The Novel Free

Less Than Zero







Light a cigarette and turn on MTV and turn off the sound. An hour passes, Blair keeps talking, tells me that she still likes me and that we should get together again and that just because we haven’t seen each other for four months is no reason to break up. I tell her we have been together, I mention last night. She says you know what I mean and I start to dread sitting in the room, listening to her talk. I look over at the clock. It’s almost three. I tell her I can’t remember what our relationship was like and I try to steer the conversation away to other topics, about movies or concerts or what she’s been doing all day, or what I’ve been doing tonight. When I get off the phone with her, it’s almost dawn, Christmas Day.



It’s Christmas morning and I’m high on coke, and one of my sisters has given me this pretty expensive leather-bound datebook, the pages are big and white and the dates elegantly printed on top of them, in gold and silver lettering. I thank her and kiss her and all that and she smiles and pours herself another glass of champagne. I tried to keep a datebook one summer, but it didn’t work out. I’d get confused and write down things just to write them down and I came to this realization that I didn’t do enough things to keep a datebook. I know that I won’t use this one and I’ll probably take it back to New Hampshire with me and it’ll just lie on my desk for three or four months, unused, blank. My mother watches us, sitting on the edge of the couch in the living room, sipping champagne. My sisters open their gifts casually, indifferent. My father looks neat and hard and is writing out checks for my sisters and me and I wonder why he couldn’t have written them out before, but I forget about it and look out the window; at the hot wind blowing through the yard. The water in the pool ripples.

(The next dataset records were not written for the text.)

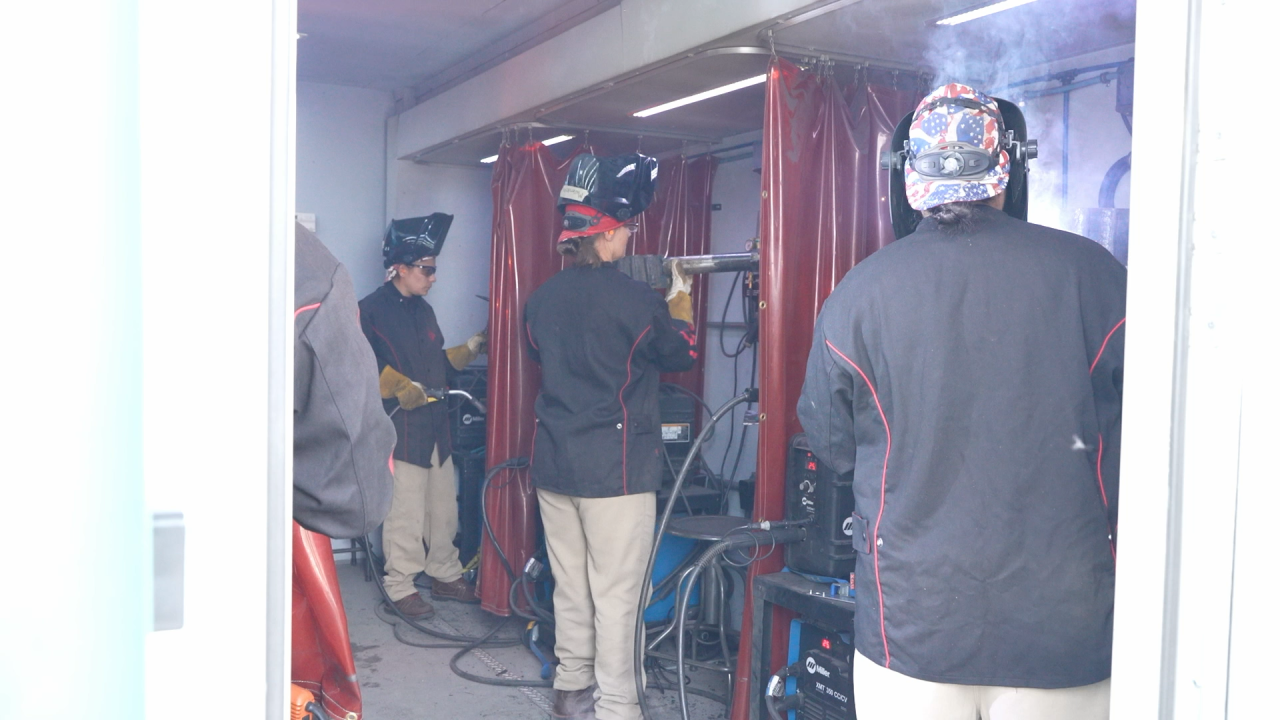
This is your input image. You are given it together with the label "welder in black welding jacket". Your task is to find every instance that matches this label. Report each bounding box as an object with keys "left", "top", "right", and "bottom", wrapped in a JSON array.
[
  {"left": 524, "top": 153, "right": 697, "bottom": 720},
  {"left": 359, "top": 213, "right": 488, "bottom": 620},
  {"left": 798, "top": 84, "right": 1126, "bottom": 720}
]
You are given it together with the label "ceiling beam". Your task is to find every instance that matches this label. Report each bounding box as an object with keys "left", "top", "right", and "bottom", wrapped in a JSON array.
[
  {"left": 411, "top": 0, "right": 623, "bottom": 105},
  {"left": 392, "top": 0, "right": 844, "bottom": 161}
]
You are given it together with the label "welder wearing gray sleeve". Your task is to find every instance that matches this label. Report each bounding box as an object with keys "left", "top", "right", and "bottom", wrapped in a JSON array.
[
  {"left": 797, "top": 84, "right": 1125, "bottom": 720},
  {"left": 524, "top": 153, "right": 697, "bottom": 720},
  {"left": 294, "top": 222, "right": 396, "bottom": 538}
]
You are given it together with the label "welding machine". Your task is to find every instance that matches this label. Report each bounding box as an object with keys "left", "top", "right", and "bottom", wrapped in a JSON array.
[
  {"left": 784, "top": 434, "right": 855, "bottom": 581},
  {"left": 784, "top": 619, "right": 855, "bottom": 720}
]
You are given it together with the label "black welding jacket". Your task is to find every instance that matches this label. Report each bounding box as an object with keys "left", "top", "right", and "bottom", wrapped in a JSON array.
[
  {"left": 797, "top": 205, "right": 1126, "bottom": 688},
  {"left": 359, "top": 282, "right": 454, "bottom": 467},
  {"left": 524, "top": 263, "right": 698, "bottom": 498}
]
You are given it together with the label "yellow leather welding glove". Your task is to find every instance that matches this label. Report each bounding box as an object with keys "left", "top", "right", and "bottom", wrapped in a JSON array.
[
  {"left": 667, "top": 291, "right": 693, "bottom": 323},
  {"left": 446, "top": 330, "right": 488, "bottom": 370},
  {"left": 666, "top": 262, "right": 694, "bottom": 323},
  {"left": 379, "top": 366, "right": 428, "bottom": 410}
]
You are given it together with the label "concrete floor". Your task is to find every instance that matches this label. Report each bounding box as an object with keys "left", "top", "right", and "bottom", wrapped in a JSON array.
[{"left": 337, "top": 560, "right": 731, "bottom": 720}]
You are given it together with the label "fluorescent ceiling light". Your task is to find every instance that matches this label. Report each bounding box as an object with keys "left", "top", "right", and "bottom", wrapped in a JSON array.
[
  {"left": 936, "top": 0, "right": 1039, "bottom": 26},
  {"left": 480, "top": 134, "right": 575, "bottom": 163},
  {"left": 633, "top": 75, "right": 767, "bottom": 118}
]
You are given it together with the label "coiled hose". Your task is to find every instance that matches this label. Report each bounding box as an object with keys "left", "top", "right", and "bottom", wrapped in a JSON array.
[
  {"left": 634, "top": 388, "right": 757, "bottom": 720},
  {"left": 368, "top": 457, "right": 554, "bottom": 688},
  {"left": 671, "top": 528, "right": 806, "bottom": 720}
]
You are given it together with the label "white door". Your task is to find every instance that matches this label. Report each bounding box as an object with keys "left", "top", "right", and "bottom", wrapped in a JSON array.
[{"left": 138, "top": 0, "right": 296, "bottom": 718}]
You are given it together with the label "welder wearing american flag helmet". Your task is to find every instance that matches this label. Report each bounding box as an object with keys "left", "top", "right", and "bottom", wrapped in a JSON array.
[{"left": 905, "top": 83, "right": 1012, "bottom": 212}]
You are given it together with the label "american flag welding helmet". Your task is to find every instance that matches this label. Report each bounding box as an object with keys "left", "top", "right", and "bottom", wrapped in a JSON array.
[{"left": 905, "top": 83, "right": 1011, "bottom": 212}]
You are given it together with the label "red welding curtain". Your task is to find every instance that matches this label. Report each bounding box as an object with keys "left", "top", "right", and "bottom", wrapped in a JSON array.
[
  {"left": 630, "top": 154, "right": 718, "bottom": 397},
  {"left": 292, "top": 522, "right": 361, "bottom": 719},
  {"left": 480, "top": 141, "right": 577, "bottom": 614},
  {"left": 729, "top": 57, "right": 924, "bottom": 719}
]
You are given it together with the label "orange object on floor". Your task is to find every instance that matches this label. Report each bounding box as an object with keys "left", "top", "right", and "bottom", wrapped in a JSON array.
[
  {"left": 290, "top": 684, "right": 318, "bottom": 720},
  {"left": 292, "top": 521, "right": 362, "bottom": 720}
]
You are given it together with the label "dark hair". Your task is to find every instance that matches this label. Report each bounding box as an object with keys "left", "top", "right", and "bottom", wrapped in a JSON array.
[
  {"left": 928, "top": 199, "right": 992, "bottom": 233},
  {"left": 557, "top": 233, "right": 604, "bottom": 267}
]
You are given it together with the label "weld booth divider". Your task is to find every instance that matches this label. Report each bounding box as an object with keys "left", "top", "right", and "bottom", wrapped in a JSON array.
[
  {"left": 480, "top": 141, "right": 577, "bottom": 615},
  {"left": 729, "top": 57, "right": 923, "bottom": 719},
  {"left": 481, "top": 144, "right": 720, "bottom": 614}
]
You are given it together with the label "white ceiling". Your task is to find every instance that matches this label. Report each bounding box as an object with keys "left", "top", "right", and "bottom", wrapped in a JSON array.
[{"left": 297, "top": 0, "right": 618, "bottom": 97}]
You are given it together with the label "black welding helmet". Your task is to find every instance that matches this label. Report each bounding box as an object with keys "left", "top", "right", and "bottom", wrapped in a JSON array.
[
  {"left": 558, "top": 153, "right": 658, "bottom": 241},
  {"left": 382, "top": 212, "right": 454, "bottom": 267},
  {"left": 883, "top": 95, "right": 1037, "bottom": 239}
]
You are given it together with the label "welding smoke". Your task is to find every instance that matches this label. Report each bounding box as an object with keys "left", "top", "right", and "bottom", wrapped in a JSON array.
[{"left": 914, "top": 0, "right": 1137, "bottom": 231}]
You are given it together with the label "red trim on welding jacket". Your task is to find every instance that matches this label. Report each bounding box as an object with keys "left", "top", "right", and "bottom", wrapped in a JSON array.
[
  {"left": 1097, "top": 433, "right": 1116, "bottom": 561},
  {"left": 372, "top": 326, "right": 408, "bottom": 451},
  {"left": 294, "top": 302, "right": 321, "bottom": 318},
  {"left": 388, "top": 453, "right": 395, "bottom": 475},
  {"left": 1090, "top": 318, "right": 1126, "bottom": 375},
  {"left": 618, "top": 326, "right": 652, "bottom": 495},
  {"left": 825, "top": 338, "right": 893, "bottom": 668},
  {"left": 526, "top": 322, "right": 539, "bottom": 350}
]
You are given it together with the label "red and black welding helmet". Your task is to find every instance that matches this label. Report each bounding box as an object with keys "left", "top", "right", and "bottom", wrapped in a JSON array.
[
  {"left": 557, "top": 153, "right": 658, "bottom": 242},
  {"left": 382, "top": 212, "right": 453, "bottom": 267}
]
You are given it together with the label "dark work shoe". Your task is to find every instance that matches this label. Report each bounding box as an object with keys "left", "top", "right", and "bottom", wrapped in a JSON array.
[
  {"left": 550, "top": 685, "right": 597, "bottom": 719},
  {"left": 432, "top": 576, "right": 480, "bottom": 604},
  {"left": 391, "top": 593, "right": 435, "bottom": 620}
]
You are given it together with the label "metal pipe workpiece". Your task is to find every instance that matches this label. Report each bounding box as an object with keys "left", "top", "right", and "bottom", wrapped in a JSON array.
[{"left": 665, "top": 250, "right": 759, "bottom": 275}]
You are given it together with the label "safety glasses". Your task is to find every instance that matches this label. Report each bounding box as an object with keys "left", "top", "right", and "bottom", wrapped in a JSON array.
[{"left": 409, "top": 263, "right": 438, "bottom": 277}]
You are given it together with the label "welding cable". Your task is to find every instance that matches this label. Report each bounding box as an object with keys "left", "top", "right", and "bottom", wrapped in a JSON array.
[
  {"left": 519, "top": 570, "right": 555, "bottom": 624},
  {"left": 763, "top": 659, "right": 808, "bottom": 720},
  {"left": 480, "top": 458, "right": 531, "bottom": 583},
  {"left": 661, "top": 382, "right": 718, "bottom": 427},
  {"left": 365, "top": 546, "right": 522, "bottom": 647},
  {"left": 367, "top": 460, "right": 533, "bottom": 645},
  {"left": 479, "top": 458, "right": 554, "bottom": 623},
  {"left": 634, "top": 388, "right": 758, "bottom": 720},
  {"left": 716, "top": 271, "right": 745, "bottom": 357},
  {"left": 672, "top": 528, "right": 807, "bottom": 720},
  {"left": 447, "top": 615, "right": 554, "bottom": 688},
  {"left": 765, "top": 685, "right": 803, "bottom": 720}
]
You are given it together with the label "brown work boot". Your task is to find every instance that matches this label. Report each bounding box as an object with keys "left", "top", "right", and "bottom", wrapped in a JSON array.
[
  {"left": 549, "top": 685, "right": 597, "bottom": 719},
  {"left": 391, "top": 592, "right": 435, "bottom": 620},
  {"left": 431, "top": 576, "right": 480, "bottom": 604}
]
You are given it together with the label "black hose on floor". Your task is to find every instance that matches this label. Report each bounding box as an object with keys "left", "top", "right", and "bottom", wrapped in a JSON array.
[
  {"left": 365, "top": 458, "right": 556, "bottom": 688},
  {"left": 365, "top": 544, "right": 519, "bottom": 646},
  {"left": 634, "top": 388, "right": 757, "bottom": 720}
]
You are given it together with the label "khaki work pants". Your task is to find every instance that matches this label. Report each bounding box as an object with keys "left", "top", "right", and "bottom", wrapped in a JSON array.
[
  {"left": 537, "top": 488, "right": 656, "bottom": 720},
  {"left": 382, "top": 451, "right": 464, "bottom": 601},
  {"left": 854, "top": 650, "right": 1111, "bottom": 720}
]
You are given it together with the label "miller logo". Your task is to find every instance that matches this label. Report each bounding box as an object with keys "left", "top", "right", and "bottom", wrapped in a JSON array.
[
  {"left": 842, "top": 516, "right": 855, "bottom": 537},
  {"left": 805, "top": 656, "right": 831, "bottom": 678}
]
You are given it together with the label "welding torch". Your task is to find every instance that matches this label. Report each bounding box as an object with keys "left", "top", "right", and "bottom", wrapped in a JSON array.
[{"left": 389, "top": 387, "right": 486, "bottom": 417}]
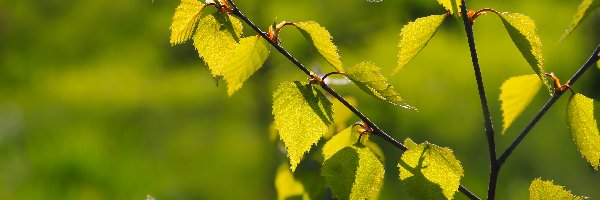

It’s a really sunny, warm Friday after Christmas and I decide I need to work on my tan so I go with a bunch of people, Blair and Alana and Kim and Rip and Griffin, to the beach club. I get to the club before anyone else does and while the attendant parks my car, I sit on a bench and wait for them, staring out at the expanse of sand that meets the water, where the land ends. Disappear here. I stare out at the ocean until Griffin drives up in his Porsche. Griffin knows the parking attendant and they talk for a couple of minutes. Rip drives up soon after in his new Mercedes and also seems to know the attendant and when I introduce Rip to Griffin they laugh and tell me that they know each other and I wonder if they’ve slept together and I get really dizzy and have to sit down on the bench. Alana and Kim and Blair drive up in someone’s convertible Cadillac.



“We just had lunch at the country club,” Blair says, turning the radio down. “Kim got lost.”



“I did not,” Kim says.



“So she didn’t believe I remembered where it was and we had to stop at this gas station to ask for directions and Kim asks this guy who works there for his phone number.”



“He was gorgeous,” Kim exclaims.



“So what? He pumps gas,” Blair shrieks, getting out of the car, looking great in a one-piece. “Are you ready for this? His name is Moose.”



“I don’t care what his name is. He is totally gorgeous,” Kim says again.



On the beach, Griffin has smuggled rum and Coke in and we’re drinking what’s left of it. Rip practically takes his bathing suit off so his tan line’ll be exposed. I don’t put enough tanning oil on my legs or chest. Alana has brought a portable tape-deck and keeps playing the same INXS song, over and over; talk of the new Psychedelic Furs album goes around; Blair tells everyone that Muriel just got out of Cedars-Sinai; Alana mentions that she called Julian up to ask him if he wanted to come but there wasn’t anyone home. Everyone eventually stops talking and concentrates on what sun is left. Some Blondie song comes on and Blair and Kim ask Alana to turn it up. Griffin and I get up to go to the locker room. Deborah Harry is asking, “Where is my wave?”



“What’s wrong?” Griffin asks, staring at himself in the mirror once we’re in the men’s room.



“I’m just tense,” I tell him, splashing water on my face.



“Things’ll be okay,” Griffin says.



And there, back on the beach, in the sun, staring out into the Pacific, it seems really possible to believe Griffin. But I get sunburned and when I stop at Gelson’s for some cigarettes and a bottle of Perrier, I find a lizard in the front seat. The checkout clerk is talking about murder statistics and he looks at me for some reason and asks if I’m feeling okay. I don’t say anything, just walk quickly out of the market. When I get home, I take a shower, turn on the stereo and that night I can’t get to sleep; the sunburn’s uncomfortable, and MTV’s giving me a headache and I take some Nembutal Griffin slipped me in the parking lot at the beach club.